Grinding on past woes achieved nothing. She needed a way forward.
Clarissa sighed and checked her watch. The committee had kept her until she’d been fifteen minutes late, now she was twenty. Senator Hunter and Rose Ramson would be waiting in the George’s penthouse suite where they always held their monthly dinner meeting.
She didn’t need the influence of the Chairman of the Senate Armed Services Committee, not anymore. Hunter had lost much of his power in his efforts to block the President’s Middle East Realignment Plan. MERP had voided billions of dollars of foreign arms sales for Hunter’s pet defense contractors and dropped his lobbying power to near zero.
To say that the contractors and the Saudis, among others, were livid about his inability to quash MERP, was a significant understatement. They’d all become much less friendly over these same three weeks since Clark’s death.
No, she hadn’t needed anything from Hunter since long before his fall from grace. Now there was a growing doubt that he’d manage to retain his Senate seat for a fifth six-year term at the next election. There were rumors—that she knew to be true—that both parties were vetting new candidates to replace the suddenly vulnerable Hunter Ramson. No longer the favored son.
What Clarissa needed tonight was the sharp mind of Washington’s top socialite, Rose Ramson, the so-called First Lady of DC. Perhaps so powerful in her own right that she could weather the storm of her husband’s fall.
Clarissa had once promised Rose the future Vice Presidency but, as hard as it was to accept, that was gone and they both knew it. The question now? Could Rose help her consolidate what power she did have? Clarissa would leave it up to Rose to name her price.
Sadly, Clarissa suspected that her scattered thou
ghts wouldn’t become any more coherent than they were at this moment.
“Let’s get this done already,” she finally told the driver.
Pedestrians had stopped in the narrow slice of crosswalk at the front of the car. They were gawking and pointing at something behind her.
The driver checked his side mirror—ducking low to look upward.
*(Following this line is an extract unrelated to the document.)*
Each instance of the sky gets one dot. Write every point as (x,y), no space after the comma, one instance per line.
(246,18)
He didn’t look away.
Clarissa turned to look out the rear window.
Instead of a big truck blocking the lane, she spotted a jet, a black blot on an achingly deep blue evening sky. Weaving around the Capitol Dome as if the Statue of Freedom was the marker post for Turn Four in a horse race. It sped toward them—where no planes were ever supposed to be.
Downtown DC was the most protected no-fly zone in the country.
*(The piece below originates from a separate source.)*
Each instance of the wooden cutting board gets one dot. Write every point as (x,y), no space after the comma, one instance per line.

An idiot, hoping to be in tomorrow’s headlines for buzzing DC, had swooped between the Capitol and the Supreme Court Building, and was now carving a hard turn at Columbus Circle above Union Station.
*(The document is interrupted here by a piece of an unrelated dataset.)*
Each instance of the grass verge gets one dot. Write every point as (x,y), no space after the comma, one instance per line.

Heading for the White House? If both President Cole and future-VP Feldman were there, and it all went wrong… Well, the Speaker of the House, who was next in line, was a ridiculous progressive and had no love for the CIA, making him hard to leverage.
It was a sleek C-20C Gulfstream III painted in United States of America blue-and-white.
“Damn, they’re low,” her driver spoke for the first time since leaving the Capitol Building.
They were.
In fact, they were so low that—
The plane passed close overhead as it flew into the narrow slot of E Street Northwest, which was barely wider than its wingspan.
Below the tops of the buildings.
Was the pilot out to kill himself?
The sonic lash of its jet engines reverberated along the brick-and-glass canyon. The wind of its passage slammed into them hard enough to shake her Cadillac Escalade SUV despite the extra weight of the Class VI up-armor and thick bulletproof glass.